I failed to mention what started the whole thing. It was me trying to hook up a new tachometer. I did the research, bought a FARIA THC622A. Put the tach on 12 pole and hooked in to the output side of the rectifier, nothing. Put it on the tach wire of the control box, nothing. that is when I started tracing voltages.
 
I have not found any markings on the stator, but it is a 12 pole and looks just like the ones in the service manual. It has long leads that are hard wire, not braided. I replaced both internal and external harnesses with CDI harnesses. Both harnesses had a orange and a brown wire that wasn't used. I used the brown for the tach and the orange for a "key on" to the hour meter.
 
Ok, I am eating a little crow here. The second reply to my topic was from kimcrwbr1, he suggested I go through every wire. I thought I did. Evidently I did not test the wires well enough in the distributor. the following is what I just posted to another forum:


Hello all,
I have a 1967 Mercury 950 SS with Serial # 2100114. I have been trying to track down an electrical issue on this outboard and found that the two wires coming from the distributor (points) were bad (Bad as in: internal corrosion, shorting, cracked insulation and very high resistance). I installed a new engine wire harness last year and have checked every other wire that was not replaced. I have tested the stator and it checks out, OK. The outboard originally had the older orange rectifier; I switched it out for the newer diamond shaped one. The old one tested bad and now the new one tests bad. I am assuming it is from my shorted out wires. It must have blown one of the diodes. I already have a new rectifier (new style) and will install it when I replace the wires from the points.
Know here is one of my dilemmas. I was combing the internet today and came across a post on another forum and this is one of the replies in the topic:

“There were three 950s (and 1100s)...

Early 66 ones had the original dual point distributors with side electrode and dual coils. These also had thicker rings. The middle SS models made in 66 had dual point distributors that fired an electronic ignition and the 67 SS models had full electronic ignition. The 66 SS models used the 1/16" rings with small piston pins and the older style rods. The 67 models used the newer larger rods and pistons with larger pins.

The distributor head from a 67 will, I believe, mount on the earlier models to give a easy path to electronic ignition.

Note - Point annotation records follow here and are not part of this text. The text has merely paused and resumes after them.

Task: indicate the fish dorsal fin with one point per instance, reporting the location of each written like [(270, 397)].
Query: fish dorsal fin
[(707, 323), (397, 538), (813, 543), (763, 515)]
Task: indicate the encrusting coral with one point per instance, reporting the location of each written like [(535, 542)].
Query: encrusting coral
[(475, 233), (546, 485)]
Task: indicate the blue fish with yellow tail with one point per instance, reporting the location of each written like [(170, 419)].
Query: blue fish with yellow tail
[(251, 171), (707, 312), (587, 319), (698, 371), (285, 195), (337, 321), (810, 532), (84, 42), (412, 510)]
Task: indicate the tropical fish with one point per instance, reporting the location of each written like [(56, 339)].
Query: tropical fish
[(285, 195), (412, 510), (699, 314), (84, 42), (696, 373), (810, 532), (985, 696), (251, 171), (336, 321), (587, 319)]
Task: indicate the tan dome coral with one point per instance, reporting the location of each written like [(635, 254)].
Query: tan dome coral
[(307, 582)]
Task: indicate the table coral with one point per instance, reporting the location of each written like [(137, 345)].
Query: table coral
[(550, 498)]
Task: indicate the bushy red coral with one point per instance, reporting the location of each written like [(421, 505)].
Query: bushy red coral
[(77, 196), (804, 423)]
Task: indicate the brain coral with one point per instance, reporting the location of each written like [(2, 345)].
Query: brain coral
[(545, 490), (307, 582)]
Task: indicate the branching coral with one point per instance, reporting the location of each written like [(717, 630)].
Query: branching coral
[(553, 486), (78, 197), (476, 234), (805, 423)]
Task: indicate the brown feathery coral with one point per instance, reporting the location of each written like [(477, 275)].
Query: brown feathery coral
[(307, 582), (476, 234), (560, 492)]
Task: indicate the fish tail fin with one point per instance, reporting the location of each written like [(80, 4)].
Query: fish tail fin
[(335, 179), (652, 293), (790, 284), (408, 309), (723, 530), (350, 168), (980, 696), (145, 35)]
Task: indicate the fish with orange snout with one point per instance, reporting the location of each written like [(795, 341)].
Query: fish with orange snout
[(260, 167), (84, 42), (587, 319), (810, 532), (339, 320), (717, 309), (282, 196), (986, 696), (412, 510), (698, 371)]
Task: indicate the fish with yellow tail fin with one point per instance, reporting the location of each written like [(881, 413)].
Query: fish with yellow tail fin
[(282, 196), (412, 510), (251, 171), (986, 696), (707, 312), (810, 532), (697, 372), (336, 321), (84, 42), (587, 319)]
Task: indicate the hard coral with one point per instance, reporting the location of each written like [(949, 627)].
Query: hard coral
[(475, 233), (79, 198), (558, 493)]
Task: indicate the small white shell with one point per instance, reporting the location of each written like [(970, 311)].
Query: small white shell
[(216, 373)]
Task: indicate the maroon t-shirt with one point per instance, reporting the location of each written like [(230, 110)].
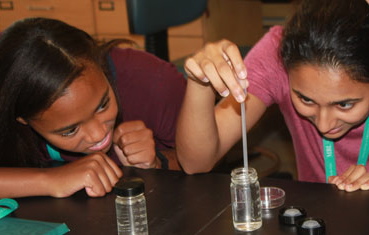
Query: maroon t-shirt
[(149, 89)]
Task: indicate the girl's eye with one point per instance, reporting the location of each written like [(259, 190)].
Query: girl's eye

I'm not sure however with the tang on the drive shaft and the rotor shaft, it might even run backwards...

There's a picture of my 66 1100SS on the site somewhere. It has silver/red decals and a flame on the lower cowling trim horse shoe.

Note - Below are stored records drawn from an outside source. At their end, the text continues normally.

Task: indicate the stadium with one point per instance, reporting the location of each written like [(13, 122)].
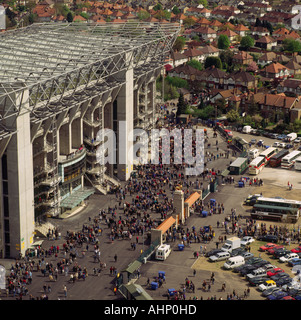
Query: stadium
[(60, 84)]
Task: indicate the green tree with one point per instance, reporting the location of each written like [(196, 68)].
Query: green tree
[(195, 64), (182, 106), (291, 45), (175, 10), (69, 17), (232, 116), (203, 2), (223, 42), (213, 61), (143, 15), (247, 42), (158, 7), (179, 44)]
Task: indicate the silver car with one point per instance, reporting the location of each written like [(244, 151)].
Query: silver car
[(219, 256)]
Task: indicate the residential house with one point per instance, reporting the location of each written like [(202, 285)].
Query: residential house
[(294, 68), (208, 51), (266, 43), (206, 33), (290, 86), (212, 77), (242, 57), (240, 79), (241, 30), (218, 94), (230, 34), (203, 22), (215, 24), (259, 32), (267, 58), (193, 54), (272, 104), (276, 71), (178, 59), (185, 72)]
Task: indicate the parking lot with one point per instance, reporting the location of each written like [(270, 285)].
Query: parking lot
[(180, 264)]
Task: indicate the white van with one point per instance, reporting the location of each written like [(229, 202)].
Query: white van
[(163, 252), (220, 256), (234, 262), (253, 153)]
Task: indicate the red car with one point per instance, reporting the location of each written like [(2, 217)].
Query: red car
[(296, 250), (274, 272), (272, 250), (288, 298), (267, 246)]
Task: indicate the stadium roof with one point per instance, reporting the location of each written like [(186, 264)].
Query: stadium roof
[(56, 61)]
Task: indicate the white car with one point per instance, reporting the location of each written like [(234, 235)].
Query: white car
[(220, 256), (267, 284), (288, 257), (245, 241)]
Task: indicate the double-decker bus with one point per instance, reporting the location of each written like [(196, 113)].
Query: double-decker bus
[(289, 160), (276, 209), (268, 153), (275, 160), (257, 165), (298, 163)]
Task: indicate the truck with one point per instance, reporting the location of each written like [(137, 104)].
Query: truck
[(246, 129), (291, 137), (163, 252), (231, 243)]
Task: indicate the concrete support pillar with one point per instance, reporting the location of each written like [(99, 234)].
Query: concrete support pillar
[(20, 181), (125, 125), (76, 133), (178, 203), (65, 139)]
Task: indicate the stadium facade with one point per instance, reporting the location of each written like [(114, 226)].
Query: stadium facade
[(60, 84)]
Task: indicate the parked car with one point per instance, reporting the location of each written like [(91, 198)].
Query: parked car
[(288, 298), (253, 141), (260, 143), (294, 262), (296, 250), (258, 281), (245, 241), (281, 136), (272, 250), (288, 257), (283, 281), (277, 295), (213, 252), (268, 238), (269, 291), (251, 199), (274, 271), (280, 275), (247, 255), (280, 253), (267, 246), (266, 285), (220, 256)]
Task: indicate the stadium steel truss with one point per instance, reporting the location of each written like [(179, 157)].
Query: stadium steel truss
[(60, 84), (62, 64)]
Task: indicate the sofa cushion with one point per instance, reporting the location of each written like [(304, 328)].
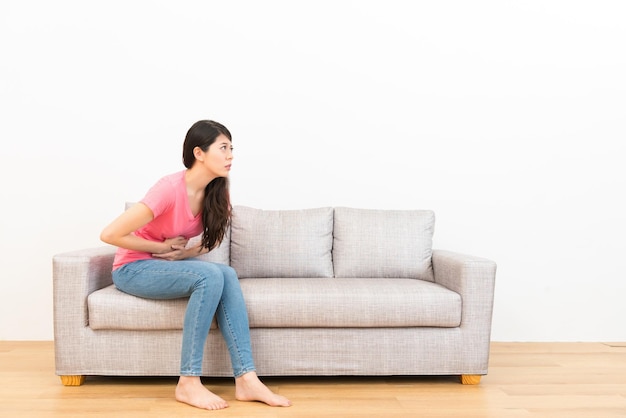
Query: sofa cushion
[(289, 303), (110, 308), (221, 254), (281, 243), (349, 303), (383, 243)]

I always thought the 950 was rated at 95hp instead to make the 110hp 1100 look more attractive. That's probably showing my bias against marketing people. Just as the 1250 looked much more attractive vs the 1000 instead of the 1100... Kinda like $19.95 seems like a lot less than $20.00?!?”


This reply was written by username CrayzKirk. I suspected something like this went all, but was not sure. It all makes more sense to me about the identification of my outboard. Mine falls in the middle category, so I have a dual point set up with single ignition coil. My question is: will the solid state trigger coil fit my distributor (I would change the rotor also) and where do the three wires hook up. As of right now the dual points have one wire each that connect to a single post of the switch box(left side of box as if you are driving the boat). The condenser is also connected to the same post. The newer solid state trigger coil has three wires from it (brown, Black and red, (I think)) that connects to the switch box using three separate terminals. Would I have to change out the switch box? Or is there a way to hook up the trigger coil to the older switch box. Cost is also a concern; if I have to switch out the switch box I will stay with points.
I will upload some pictures of my set up.